ELLE.fr. Qu’est-ce que cette exposition nous apprend du travail des femmes ?

Sophie Prunier-Poulmaire. On a eu de grandes difficultés à trouver des photos qui représentent des femmes au travail. Sur les banques de données que nous avons consultées, nous avions davantage d’hommes que de femmes représentées. De la même manière, nous avons eu beaucoup de mal à trouver des femmes photographes. C’était d’ailleurs très troublant. Au moment même où l’on concevait cette exposition, les disparités entre les hommes et les femmes étaient criantes.

ELLE.fr. Quelles réflexions ces photos vous inspirent-elles sur le travail des femmes ?

Sophie Prunier-Poulmaire. Cela soulève de nombreuses questions, sur l’égalité, la parité et la précarité. Les femmes sont encore surreprésentées dans les métiers du « care » qui impliquent de prendre soin des autres (auxiliaires de vie, assistante maternelle, institutrice…). Cela pose également la question de la temporalité, je pense au temps partiel subi qui touche encore 30% de l’activité des femmes. Il y a aussi la question de l’organisation du temps de travail, le secteur tertiaire, où les femmes sont très présentes, et de plus en plus touchées par les horaires fragmentés. Des horaires parfois incompatibles avec la vie familiale. Cela peut devenir une équation très compliquée qui met ces salariées dans des situations psychologiques très délicates.

ELLE.fr. Quelle est la photo de l’exposition qui vous a le plus interpellée ?

Sophie Prunier-Poulmaire. La photo de Paolo Pellegrin. Elle représente une femme cadre lors d’une réunion.  Son visage est baigné par la lumière tandis que son collègue est plongé dans l’ombre. On ne sait pas exactement ce qu’elle fait mais on peut supposer qu’elle est en pleine négociation. Elle a l’air forte mais, dans son regard, on devine une légère insécurité.
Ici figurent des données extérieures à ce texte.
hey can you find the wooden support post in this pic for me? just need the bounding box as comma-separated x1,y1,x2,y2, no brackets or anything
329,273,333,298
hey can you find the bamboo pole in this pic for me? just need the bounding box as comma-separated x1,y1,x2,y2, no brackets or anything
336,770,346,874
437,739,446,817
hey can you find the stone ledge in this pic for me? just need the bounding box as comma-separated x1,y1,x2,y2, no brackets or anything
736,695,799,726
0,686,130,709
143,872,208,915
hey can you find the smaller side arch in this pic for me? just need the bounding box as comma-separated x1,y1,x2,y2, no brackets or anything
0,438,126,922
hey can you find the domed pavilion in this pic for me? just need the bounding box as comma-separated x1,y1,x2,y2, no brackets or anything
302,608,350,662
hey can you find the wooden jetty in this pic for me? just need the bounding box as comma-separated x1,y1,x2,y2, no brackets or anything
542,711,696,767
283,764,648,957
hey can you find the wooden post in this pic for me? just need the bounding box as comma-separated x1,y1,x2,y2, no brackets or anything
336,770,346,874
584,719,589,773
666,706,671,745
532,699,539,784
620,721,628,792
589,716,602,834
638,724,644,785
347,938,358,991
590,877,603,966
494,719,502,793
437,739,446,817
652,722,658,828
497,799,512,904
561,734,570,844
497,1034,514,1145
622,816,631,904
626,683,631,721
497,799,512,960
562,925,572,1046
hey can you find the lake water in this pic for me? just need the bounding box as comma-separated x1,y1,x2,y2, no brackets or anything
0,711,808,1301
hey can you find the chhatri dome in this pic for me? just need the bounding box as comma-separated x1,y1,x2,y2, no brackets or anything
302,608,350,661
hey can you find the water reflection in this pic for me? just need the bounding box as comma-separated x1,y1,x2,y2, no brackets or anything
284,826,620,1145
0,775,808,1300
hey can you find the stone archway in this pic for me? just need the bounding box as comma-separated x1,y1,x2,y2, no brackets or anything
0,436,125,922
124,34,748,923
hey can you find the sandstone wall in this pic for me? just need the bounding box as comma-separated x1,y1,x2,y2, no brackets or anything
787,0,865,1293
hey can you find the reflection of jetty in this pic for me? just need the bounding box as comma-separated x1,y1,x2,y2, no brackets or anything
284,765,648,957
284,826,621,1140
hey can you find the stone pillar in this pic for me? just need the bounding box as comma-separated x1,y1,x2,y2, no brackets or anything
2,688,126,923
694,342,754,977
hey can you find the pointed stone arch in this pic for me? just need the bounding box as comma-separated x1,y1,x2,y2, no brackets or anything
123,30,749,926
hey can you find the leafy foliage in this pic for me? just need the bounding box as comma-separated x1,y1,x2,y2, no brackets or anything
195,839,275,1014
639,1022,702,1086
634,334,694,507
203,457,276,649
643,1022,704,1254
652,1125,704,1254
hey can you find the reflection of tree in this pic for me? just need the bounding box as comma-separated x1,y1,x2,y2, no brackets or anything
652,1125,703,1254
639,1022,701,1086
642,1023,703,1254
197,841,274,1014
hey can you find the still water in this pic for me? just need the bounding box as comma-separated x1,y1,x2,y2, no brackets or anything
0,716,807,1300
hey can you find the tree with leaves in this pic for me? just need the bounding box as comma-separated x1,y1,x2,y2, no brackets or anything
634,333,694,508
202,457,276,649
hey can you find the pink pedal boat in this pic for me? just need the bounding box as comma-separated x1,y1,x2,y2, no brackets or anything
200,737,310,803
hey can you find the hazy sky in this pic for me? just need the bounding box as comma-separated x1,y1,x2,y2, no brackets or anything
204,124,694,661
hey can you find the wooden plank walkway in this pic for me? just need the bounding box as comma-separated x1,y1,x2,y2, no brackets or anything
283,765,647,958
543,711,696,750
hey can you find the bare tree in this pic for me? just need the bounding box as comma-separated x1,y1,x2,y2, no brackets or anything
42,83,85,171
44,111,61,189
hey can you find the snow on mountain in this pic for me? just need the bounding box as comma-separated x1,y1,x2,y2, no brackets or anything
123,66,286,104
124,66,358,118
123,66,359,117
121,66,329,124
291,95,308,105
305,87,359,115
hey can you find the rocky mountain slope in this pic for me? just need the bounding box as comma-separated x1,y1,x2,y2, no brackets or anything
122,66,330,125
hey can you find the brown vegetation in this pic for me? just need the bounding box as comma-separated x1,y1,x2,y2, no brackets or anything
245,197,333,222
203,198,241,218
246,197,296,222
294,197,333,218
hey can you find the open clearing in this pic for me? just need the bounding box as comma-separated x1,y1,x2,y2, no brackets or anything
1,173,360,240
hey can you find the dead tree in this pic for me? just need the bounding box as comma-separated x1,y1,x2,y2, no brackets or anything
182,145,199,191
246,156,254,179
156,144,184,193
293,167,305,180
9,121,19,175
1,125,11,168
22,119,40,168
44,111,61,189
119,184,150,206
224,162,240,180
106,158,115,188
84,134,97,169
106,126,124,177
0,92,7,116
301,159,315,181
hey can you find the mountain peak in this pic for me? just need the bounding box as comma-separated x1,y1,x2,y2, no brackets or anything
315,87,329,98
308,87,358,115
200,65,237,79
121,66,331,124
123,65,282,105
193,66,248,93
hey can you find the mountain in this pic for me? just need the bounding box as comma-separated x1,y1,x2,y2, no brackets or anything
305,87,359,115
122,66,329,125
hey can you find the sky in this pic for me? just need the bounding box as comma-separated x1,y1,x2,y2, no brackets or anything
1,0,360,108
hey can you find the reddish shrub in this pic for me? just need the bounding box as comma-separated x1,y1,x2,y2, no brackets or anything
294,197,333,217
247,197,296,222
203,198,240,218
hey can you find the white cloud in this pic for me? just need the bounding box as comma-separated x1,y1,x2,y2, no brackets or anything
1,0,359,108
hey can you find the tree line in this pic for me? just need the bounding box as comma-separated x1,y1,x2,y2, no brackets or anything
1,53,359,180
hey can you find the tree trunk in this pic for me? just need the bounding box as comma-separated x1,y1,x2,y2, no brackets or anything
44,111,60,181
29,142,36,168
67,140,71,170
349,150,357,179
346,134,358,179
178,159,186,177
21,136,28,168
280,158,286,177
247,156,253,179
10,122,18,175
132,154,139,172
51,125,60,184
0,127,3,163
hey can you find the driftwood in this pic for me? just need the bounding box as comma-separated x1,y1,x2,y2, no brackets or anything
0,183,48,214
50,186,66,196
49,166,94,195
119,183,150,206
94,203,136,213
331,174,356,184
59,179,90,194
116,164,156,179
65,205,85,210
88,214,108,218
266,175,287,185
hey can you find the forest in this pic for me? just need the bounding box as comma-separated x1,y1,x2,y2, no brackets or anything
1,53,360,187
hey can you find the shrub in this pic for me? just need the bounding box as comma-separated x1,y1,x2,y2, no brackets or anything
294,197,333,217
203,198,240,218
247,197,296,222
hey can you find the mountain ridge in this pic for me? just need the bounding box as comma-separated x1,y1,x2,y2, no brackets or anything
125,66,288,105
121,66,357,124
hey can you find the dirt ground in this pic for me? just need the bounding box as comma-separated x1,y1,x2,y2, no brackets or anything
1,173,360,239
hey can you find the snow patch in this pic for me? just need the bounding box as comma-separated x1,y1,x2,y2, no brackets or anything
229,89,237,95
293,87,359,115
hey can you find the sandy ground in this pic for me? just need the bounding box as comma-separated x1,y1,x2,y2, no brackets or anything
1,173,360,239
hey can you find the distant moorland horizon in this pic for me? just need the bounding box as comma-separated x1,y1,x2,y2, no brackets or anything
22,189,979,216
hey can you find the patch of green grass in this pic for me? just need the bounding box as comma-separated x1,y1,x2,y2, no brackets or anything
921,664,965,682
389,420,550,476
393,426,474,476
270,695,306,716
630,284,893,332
Cette photo nous montre que le doute subsiste encore, même chez l es femmes qui se hissent aux plus hautes responsabilités. Lorsque les femmes accèdent à ces postes encore largement réservés aux hommes, elles sont obligées d’en faire plus qu’eux pour gagner leur place, prouver qu’elles sont légitimes, à la hauteur. Dans cette exposition nous avons aussi voulu montrer une femme juge, une femme journaliste, une femme cadre… Car elles sont encore sous-représentées dans ces métiers alors qu’elles y ont toute leur place.  Tout sera gagné le jour où cette question de légitimité aura disparu.

ELLE.fr. Comment voyez-vous l’avenir pour les femmes ?

Sophie Prunier-Poulmaire. Nous vivons une révolution du travail qui touche aussi bien les hommes que les femmes. On ne sait pas à quoi ressemblera le monde du travail demain. Est-ce que les experts-comptables, les juristes ou les chirurgiens existeront encore dans 20 ou 30 ans ? A l’heure ou l’intelligence artificielle prend le pas sur certaines activités humaines, les hommes et les femmes sont égaux face à l’inquiétude qui grandit. Disparition ou évolution des métiers, toutes les théories existent. Nous devons faire de cette révolution, une opportunité pour regagner l’égalité. La robotisation doit nous permettre d’échapper à la pénibilité de certains métiers et c’est une chance à saisir pour les femmes.

Retrouvez l’exposition « ÊtreS au travail »jusqu’au 14 juillet sur les grilles du jardin du Luxembourg, rue Médicis, Paris 75006.